Serves 4 people
Prep time: 20 minutes
Cook time: 20 minutes
- Beancurd is a good source of protein, iron and calcium! Manganese, selenium and phosphorus are also present in this healthy food, as well as vitamin B1
- 2 pcs firm tofu, halved or quartered
- ½ cucumber, julienned
- 100 g ground peanuts
- 5 red chilies, roughly chopped
- 6 cloves garlic
- 5 large shallots, quartered
- ½ Tbsp tamarind pulp mixed with 30 ml water, seeds removed
- 40 g bean sprouts, blanched
- 1 tsp toasted Double Pagoda white sesame seeds
- 35 ml Double Pagoda sesame oil
- 100 ml Double Pagoda shallot oil
- 40 ml kecap manis (sweet soy sauce)
- 1 Tbsp sugar
- ½ Tbsp salt
- 50 ml water
Chef's TipsMake your own shallot oil and crispy shallots!
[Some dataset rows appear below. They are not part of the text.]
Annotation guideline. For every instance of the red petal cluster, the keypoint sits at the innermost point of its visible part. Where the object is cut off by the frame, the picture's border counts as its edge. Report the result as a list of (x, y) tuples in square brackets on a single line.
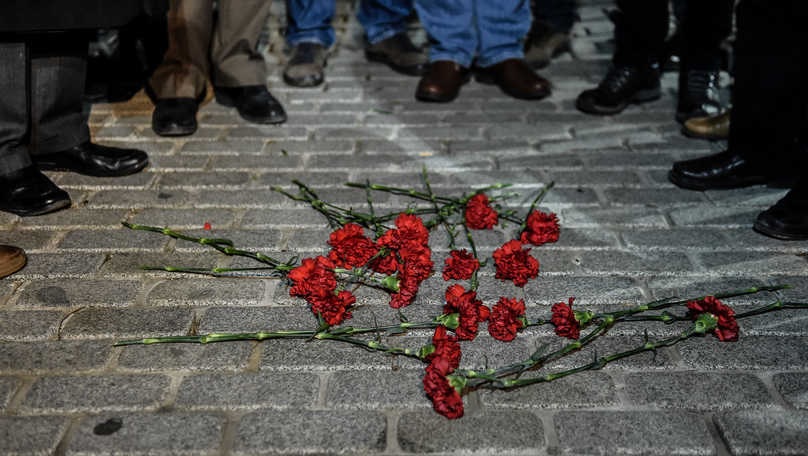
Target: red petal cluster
[(540, 228), (479, 214), (471, 310), (350, 248), (408, 255), (564, 320), (506, 319), (314, 280), (445, 399), (460, 265), (514, 263), (727, 329)]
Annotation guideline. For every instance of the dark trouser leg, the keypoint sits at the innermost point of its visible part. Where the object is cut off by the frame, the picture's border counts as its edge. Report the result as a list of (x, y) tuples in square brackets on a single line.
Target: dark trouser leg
[(770, 95), (58, 72), (640, 30), (13, 107)]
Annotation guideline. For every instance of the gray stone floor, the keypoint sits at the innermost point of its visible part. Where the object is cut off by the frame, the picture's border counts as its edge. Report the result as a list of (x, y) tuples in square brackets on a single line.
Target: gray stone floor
[(628, 237)]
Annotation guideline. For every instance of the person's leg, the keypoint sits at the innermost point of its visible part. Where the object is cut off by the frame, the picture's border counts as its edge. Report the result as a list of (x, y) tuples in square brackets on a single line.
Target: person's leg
[(14, 116), (239, 71), (24, 190), (178, 85), (549, 34), (502, 26), (702, 31), (309, 34), (385, 24), (60, 137), (453, 34), (640, 28)]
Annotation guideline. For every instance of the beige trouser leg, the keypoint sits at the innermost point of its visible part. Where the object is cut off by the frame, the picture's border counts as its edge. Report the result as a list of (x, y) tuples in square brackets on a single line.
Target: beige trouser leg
[(184, 70), (235, 59)]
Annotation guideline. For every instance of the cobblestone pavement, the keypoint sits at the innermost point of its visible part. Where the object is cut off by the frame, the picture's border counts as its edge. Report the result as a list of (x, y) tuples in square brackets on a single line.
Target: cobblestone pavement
[(628, 236)]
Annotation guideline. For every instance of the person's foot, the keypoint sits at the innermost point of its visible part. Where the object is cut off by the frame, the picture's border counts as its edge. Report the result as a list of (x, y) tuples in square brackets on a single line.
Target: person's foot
[(698, 95), (623, 85), (305, 66), (515, 78), (399, 53), (787, 219), (175, 116), (545, 43), (12, 259), (94, 160), (442, 82), (28, 192), (254, 103), (714, 128), (724, 170)]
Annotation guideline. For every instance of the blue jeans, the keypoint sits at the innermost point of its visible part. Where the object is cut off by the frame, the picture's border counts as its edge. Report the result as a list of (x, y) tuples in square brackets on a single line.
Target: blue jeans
[(310, 20), (462, 30)]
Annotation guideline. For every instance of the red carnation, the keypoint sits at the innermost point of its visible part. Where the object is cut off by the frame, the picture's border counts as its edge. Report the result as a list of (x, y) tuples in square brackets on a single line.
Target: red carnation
[(445, 398), (540, 228), (334, 308), (727, 329), (350, 247), (471, 310), (479, 213), (460, 265), (515, 263), (564, 320), (507, 317)]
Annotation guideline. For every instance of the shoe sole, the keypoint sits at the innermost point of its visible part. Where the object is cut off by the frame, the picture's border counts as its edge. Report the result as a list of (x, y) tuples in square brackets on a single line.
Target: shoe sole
[(767, 231), (229, 102), (642, 96), (52, 207), (14, 264), (407, 71), (696, 184)]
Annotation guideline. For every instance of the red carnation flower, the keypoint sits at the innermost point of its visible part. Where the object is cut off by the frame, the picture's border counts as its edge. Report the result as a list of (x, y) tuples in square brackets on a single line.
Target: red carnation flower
[(479, 213), (445, 398), (540, 228), (514, 263), (564, 320), (470, 309), (350, 247), (507, 317), (460, 265), (727, 329)]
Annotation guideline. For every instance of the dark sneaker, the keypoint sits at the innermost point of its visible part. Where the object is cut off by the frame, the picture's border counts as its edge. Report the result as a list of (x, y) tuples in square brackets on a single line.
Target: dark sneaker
[(622, 86), (305, 66), (698, 95), (399, 53)]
- In a pot on medium heat, add 200 ml vegetable oil and 5 thinly sliced shallots. When the shallots start changing color from golden to brown, turn off the heat.
- Allow shallots to to render in the oil for another 10 minutes to impart more flavor, and turn a darker brown. Strain the shallots and keep them for garnishing, and bottle the oil for a delicious condiment!
Blend and Fry Peanut Sauce
In a blender, add chili, garlic and 5 quartered shallots. Blend into a rough paste, then add 35 ml sesame oil. Blend into a smooth paste.
In a pot on medium heat, add spice paste and fry for 10 minutes, or until dry.
Add ground peanuts and stir well.
When combined, add 40 ml kecap manis, 1 Tbsp sugar, ½ Tbsp salt, 50 ml water and tamarind water. Mix well and simmer on low heat for 15 minutes.
Shallow-fry firm tofu
In a pot on medium heat, add 100 ml shallot oil and shallow-fry firm tofu. Set aside to drain.
- Try air-frying the beancurd for a healthy take on this dish
Serve tofu hot with peanut sauce, blanched bean sprouts, and julienned cucumbers. Garnish with toasted sesame seeds.